Der Umzug von der Privatwohnung ins Betagtenzentrum ist für alle Beteiligten ein grosser Schritt. Wie dieser gelingen kann, zeigt das Beispiel von Margrith und Kurt Haverkamp aus dem Viva Luzern Wesemlin.

Eigentlich sollten wir mit Margrith und Kurt Haverkamp in einem Interview über das Geheimnis der Liebe sprechen – schliesslich haben die beiden etwas geschafft, was nur wenige Paare von sich behaupten können: Sie sind seit 65 Jahren glücklich miteinander verheiratet. Und auch wenn die Schmetterlinge im Bauch im Laufe der Jahre vielleicht etwas weniger geworden sind: die tiefe Verbundenheit zwischen den beiden ist sofort spürbar. Als sie für den Fotografen unseres Magazins auf einem Sofa im Eingangsbereich des Betagtenzentrums Viva Luzern Wesemlin posieren sollen, legt Kurt Haverkamp ganz selbstverständlich den Arm um die Schultern seiner Frau. Sie erwidert die Geste mit einem Lächeln und schliesslich mit einem Küsschen auf die Wange. «Von Ihnen beiden können wir noch viel lernen», freut sich der Fotograf. Alle Anwesenden lachen herzhaft. Und alle wissen: Er hat Recht.

Nach einem Schlaganfall kam die Unsicherheit
«Dass wir einander noch haben, ist unser grösstes Geschenk», bestätigt wenig später Margrith Haverkamp.
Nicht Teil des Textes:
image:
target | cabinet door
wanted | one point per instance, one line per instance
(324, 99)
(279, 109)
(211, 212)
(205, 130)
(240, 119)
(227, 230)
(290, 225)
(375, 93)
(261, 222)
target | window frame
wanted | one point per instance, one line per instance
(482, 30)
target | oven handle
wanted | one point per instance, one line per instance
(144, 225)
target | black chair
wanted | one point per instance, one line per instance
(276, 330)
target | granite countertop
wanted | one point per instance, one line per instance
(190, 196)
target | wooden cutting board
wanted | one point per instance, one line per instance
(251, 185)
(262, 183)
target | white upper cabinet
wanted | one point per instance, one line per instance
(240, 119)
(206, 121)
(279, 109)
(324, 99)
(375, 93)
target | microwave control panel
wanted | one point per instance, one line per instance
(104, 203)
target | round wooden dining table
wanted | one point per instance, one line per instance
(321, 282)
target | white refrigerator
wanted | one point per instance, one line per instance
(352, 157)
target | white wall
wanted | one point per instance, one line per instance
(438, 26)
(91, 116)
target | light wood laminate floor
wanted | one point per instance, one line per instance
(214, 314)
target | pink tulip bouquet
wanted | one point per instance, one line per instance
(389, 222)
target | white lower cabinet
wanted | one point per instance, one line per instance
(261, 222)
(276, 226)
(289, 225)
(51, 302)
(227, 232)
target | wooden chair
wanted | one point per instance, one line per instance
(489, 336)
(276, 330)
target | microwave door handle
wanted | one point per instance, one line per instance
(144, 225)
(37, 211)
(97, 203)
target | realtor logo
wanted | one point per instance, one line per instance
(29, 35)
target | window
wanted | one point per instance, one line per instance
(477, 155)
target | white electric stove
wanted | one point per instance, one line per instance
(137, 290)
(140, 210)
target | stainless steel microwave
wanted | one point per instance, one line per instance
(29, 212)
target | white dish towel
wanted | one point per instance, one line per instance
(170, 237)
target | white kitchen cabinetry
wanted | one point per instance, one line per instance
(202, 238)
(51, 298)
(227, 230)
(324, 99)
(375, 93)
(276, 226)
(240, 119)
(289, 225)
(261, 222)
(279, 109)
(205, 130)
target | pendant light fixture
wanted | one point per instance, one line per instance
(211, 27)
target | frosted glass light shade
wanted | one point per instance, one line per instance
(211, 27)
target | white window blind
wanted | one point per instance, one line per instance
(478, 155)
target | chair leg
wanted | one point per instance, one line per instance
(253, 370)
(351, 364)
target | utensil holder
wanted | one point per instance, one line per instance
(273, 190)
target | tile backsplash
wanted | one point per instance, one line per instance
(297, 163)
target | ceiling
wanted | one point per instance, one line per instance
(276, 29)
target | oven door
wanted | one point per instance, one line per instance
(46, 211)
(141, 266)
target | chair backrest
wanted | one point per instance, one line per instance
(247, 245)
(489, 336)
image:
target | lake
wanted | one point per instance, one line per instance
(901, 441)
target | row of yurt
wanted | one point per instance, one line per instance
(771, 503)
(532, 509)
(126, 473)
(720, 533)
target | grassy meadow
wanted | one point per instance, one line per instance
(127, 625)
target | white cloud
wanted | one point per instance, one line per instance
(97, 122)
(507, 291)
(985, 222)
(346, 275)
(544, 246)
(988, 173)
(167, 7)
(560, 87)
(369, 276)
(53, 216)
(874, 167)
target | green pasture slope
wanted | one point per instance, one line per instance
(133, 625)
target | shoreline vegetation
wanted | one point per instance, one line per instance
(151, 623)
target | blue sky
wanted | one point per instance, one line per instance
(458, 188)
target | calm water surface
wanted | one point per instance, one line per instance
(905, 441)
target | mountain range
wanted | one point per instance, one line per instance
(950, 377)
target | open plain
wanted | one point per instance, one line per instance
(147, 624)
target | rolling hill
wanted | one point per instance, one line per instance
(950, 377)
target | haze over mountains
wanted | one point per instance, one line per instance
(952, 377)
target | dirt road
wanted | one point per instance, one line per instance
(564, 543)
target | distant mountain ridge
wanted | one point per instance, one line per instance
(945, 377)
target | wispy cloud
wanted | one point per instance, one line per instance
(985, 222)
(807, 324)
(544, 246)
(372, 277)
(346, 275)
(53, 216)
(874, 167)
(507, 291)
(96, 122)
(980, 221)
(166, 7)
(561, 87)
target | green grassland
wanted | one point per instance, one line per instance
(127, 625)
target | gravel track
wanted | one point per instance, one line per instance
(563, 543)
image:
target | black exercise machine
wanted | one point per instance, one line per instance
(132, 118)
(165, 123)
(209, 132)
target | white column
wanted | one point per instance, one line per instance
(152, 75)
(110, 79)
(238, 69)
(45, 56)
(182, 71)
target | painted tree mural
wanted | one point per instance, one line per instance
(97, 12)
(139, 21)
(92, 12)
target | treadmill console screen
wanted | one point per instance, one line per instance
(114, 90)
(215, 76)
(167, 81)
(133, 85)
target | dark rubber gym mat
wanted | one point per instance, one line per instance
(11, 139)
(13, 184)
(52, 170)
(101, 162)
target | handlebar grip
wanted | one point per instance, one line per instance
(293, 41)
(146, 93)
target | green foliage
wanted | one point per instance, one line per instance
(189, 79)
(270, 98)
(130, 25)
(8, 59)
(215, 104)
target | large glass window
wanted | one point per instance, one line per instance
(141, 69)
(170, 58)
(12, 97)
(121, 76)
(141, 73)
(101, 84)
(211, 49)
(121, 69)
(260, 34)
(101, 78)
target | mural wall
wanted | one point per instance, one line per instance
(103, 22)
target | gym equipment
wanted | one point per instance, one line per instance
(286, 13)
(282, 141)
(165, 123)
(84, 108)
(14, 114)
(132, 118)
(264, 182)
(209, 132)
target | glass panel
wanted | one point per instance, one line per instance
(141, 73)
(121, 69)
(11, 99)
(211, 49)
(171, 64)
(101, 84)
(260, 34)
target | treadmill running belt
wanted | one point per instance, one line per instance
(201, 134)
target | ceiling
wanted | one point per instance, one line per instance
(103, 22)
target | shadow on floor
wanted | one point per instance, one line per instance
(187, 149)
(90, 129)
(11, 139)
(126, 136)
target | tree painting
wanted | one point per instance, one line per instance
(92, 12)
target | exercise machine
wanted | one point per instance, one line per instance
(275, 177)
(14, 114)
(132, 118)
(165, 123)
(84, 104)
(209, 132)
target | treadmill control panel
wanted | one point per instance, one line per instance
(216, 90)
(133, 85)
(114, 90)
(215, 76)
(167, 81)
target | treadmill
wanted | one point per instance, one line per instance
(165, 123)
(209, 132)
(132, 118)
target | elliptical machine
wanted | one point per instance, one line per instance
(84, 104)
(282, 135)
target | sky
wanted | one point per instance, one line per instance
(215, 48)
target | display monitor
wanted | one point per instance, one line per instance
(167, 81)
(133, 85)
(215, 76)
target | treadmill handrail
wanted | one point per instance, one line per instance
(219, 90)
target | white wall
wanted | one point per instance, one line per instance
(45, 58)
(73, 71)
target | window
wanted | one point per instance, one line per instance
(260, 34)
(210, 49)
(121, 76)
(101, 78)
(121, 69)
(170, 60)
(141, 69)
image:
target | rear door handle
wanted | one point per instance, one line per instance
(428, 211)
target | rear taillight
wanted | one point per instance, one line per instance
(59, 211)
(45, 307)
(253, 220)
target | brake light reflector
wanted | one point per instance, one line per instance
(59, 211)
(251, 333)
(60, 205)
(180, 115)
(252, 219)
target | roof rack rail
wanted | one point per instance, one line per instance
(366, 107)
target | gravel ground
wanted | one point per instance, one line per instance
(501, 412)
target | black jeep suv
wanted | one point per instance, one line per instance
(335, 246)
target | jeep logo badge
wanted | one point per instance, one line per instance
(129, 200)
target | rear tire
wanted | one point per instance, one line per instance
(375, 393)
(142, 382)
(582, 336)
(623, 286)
Mittlerweile sind wir in ihrem Appartement im 3. Stock im Haus Morgenstern des Betagtenzentrums. Im Juli sind es zwei Jahre, seit Margrith und Kurt Haverkamp im Viva Luzern Wesemlin ein Zwei-Zimmer-Appartement bezogen haben. Zuvor lebten sie während rund zwanzig Jahren in einer geräumigen Eigentumswohnung im Büttenenquartier. «Wir hatten uns ein schönes Plätzchen eingerichtet und waren sehr glücklich in unserer Wohnung», sagt Margrith Haverkamp – und seufzt dabei sanft. Sie macht kein Geheimnis daraus, dass es ihr nicht leichtfiel, von ihrem alten Zuhause Abschied zu nehmen. Im Gegenteil: «Im ersten Moment war es traurig, himmeltraurig sogar. Aber es war trotzdem der richtige Entscheid.» Nachdem Margrith Haverkamp vor einigen Jahren kurz vor Weihnachten einen Schlaganfall erlitt, war vieles nicht mehr wie zuvor. Sie hatte je länger je mehr Mühe zu atmen und wurde immer ängstlicher. «Mir fehlten je länger je mehr die Kraft und auch der Mut. Irgendwann traute ich mich kaum mehr raus, weil ich Angst hatte, zu stürzen.» Als dann im Frühjahr 2020 die Pandemie begann, war dem Ehepaar irgendwann nicht mehr wohl, so ganz allein zu Hause. «Wir spürten: Jetzt ist es an der Zeit, etwas zu unternehmen», erzählt Kurt Haverkamp.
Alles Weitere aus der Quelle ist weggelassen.